Liberdade, descentralização e desburocratização

O que torna um homem livre senão a capacidade de poder fazer as suas escolhas? Do Estado, espera-se a condição para o indivíduo exercer a sua liberdade e proteger sua vida e propriedade. Não basta, porém, que a nação assegure a liberdade no plano político, é imperioso que ela se estenda ao quotidiano do cidadão. Uma Administração Pública complexa e centralizada, tipicamente burocrática, afasta o homem comum da esfera pública, além de elevar o risco de opressão estatal.

Tocqueville (1998) alerta que os sujeitos, quando abrem mão de dirigirem suas vidas, escolherem seus representantes e gerirem seus problemas, para transferir as decisões a um burocrata, perdem a aptidão de escolher aqueles que deveriam conduzi-los, tornando-os um povo de servos. Para o autor, a centralização político-administrativa é um obstáculo à cidadania e ao desenvolvimento da liberdade política, em que o “soberano estende os braços para abarcar a sociedade inteira, e cobre-a de uma rede de pequenas regras complicadas, minuciosas e uniformes, através da qual mesmo os espíritos mais originais e as almas mais fortes não conseguirão romper” (TOCQUEVILLE, 1998, p. 273). 

A distância entre governantes e governados pode ser mensurada através da possibilidade de o cidadão praticar suas ações livremente e de ser capaz de se envolver com a polis.

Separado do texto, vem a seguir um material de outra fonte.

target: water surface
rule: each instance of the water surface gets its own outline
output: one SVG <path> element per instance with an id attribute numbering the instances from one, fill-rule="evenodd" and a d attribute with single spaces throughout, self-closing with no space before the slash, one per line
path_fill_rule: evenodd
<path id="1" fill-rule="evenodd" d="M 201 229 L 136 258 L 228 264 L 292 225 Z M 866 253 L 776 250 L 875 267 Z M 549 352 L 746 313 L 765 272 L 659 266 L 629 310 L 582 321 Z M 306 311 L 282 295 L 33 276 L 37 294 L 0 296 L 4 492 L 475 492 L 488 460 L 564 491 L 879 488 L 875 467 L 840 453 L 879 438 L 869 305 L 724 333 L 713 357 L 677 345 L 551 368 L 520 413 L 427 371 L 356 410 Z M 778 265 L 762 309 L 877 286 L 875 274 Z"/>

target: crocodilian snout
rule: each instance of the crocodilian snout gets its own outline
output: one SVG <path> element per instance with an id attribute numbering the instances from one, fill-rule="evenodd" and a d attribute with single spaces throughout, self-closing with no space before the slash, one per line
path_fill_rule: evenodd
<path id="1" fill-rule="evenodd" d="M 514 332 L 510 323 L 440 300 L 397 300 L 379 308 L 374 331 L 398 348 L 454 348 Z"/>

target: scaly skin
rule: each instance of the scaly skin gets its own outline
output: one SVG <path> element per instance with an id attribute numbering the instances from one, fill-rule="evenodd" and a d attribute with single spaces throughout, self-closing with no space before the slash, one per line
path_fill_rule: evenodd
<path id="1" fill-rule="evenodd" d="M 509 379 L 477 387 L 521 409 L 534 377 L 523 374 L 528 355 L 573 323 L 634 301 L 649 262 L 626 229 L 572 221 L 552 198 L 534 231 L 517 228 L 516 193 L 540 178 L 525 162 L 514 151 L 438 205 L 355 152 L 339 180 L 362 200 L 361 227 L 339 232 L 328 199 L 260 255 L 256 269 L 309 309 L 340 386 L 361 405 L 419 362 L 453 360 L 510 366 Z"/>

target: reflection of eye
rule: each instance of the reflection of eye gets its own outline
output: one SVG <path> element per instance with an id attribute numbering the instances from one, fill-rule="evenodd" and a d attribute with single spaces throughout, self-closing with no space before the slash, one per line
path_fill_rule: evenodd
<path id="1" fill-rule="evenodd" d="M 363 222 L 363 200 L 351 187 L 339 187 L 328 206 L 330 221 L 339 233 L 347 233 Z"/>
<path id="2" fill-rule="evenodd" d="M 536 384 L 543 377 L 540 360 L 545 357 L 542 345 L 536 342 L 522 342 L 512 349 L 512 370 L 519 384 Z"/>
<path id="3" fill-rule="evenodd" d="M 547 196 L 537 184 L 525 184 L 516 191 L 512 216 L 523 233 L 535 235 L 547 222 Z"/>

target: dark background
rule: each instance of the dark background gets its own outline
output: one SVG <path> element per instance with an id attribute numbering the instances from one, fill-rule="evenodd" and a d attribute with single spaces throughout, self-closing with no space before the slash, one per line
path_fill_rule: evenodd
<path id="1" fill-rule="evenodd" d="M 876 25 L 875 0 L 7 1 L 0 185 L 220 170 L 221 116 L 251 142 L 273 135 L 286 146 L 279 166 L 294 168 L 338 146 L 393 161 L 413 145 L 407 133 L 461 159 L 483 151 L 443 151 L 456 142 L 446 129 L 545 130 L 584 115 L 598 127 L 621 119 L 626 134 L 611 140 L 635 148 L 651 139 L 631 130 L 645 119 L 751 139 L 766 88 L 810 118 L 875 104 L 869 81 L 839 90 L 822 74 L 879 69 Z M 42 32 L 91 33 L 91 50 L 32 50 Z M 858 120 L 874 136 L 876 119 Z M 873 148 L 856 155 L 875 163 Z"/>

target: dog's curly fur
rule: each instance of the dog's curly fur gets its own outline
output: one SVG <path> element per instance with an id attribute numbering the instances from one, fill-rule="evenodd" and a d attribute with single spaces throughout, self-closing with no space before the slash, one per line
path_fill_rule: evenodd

Nesse sentido, Tocqueville (1998, p.389) aponta que: “Quando o público governa, não há homem que não sinta o preço do bem-estar público e que não procure cativá-lo, atraindo para si a estima e a afeição daqueles em cujo meio devem viver”.

A capacidade de pensar e tomar decisões limitadas à administração central desestimula o espírito de liberdade e participação dos cidadãos. Evidente que as mazelas de uma nação são sentidas na ponta por aqueles que vivenciam a situação. Assim, a destreza do governo local ou de particulares seria muito mais eficaz, inovadora, ágil e econômica para resolver determinados assuntos. Ademais, a concentração de poder em nível federal leva a morosidade das soluções, inchaço do aparato burocrático e esvaziamento da autoridade periférica (BELTRÃO, 1984).

Dentro da perspectiva da Nova Gestão Pública, Osborne e Gaebler (1995) indicam que a descentralização da autoridade abre espaço para um gerenciamento participativo, possibilitando uma ação conjunta entre a sociedade civil organizada, o setor público e o setor privado. Já na ótica do Novo Serviço Público, o homem é um ser político disposto a agir na comunidade, cujo juízo moral é construído a partir da discussão pública (SALM E MENEGASSO, 2009). Outrossim, embora haja divergências epistemológicas nas teorias de Administração Pública, a descentralização é um elo em comum.

A burocracia, portanto, não abre espaço para a descentralização nem para as escolhas individuais. Desse modo, cabe investigarmos os caminhos com mais ou menos centralização, e que irão levar para lugares tão distintos.

REFERÊNCIAS:

BELTRÃO, Hélio. Descentralização e Liberdade. Rio de Janeiro: Record, 1984.

OSBORNE, David; GAEBLER, Ted. Reinventando o governo: como o espírito empreendedor está transformando o setor público. Brasília: MH Comunicação, 1995.

SALM, J. F.; MENEGASSO, M. E. Os modelos de administração pública como estratégias complementares para a coprodução do bem público. Revista de Ciências da Administração, v.11, n. 25, p. 97-114, set/dez 2009. 

TOCQUEVILLE, Alexis de. A Democracia na América. Tradução de Eduardo Brandão. São Paulo: Martins Fontes, 1998.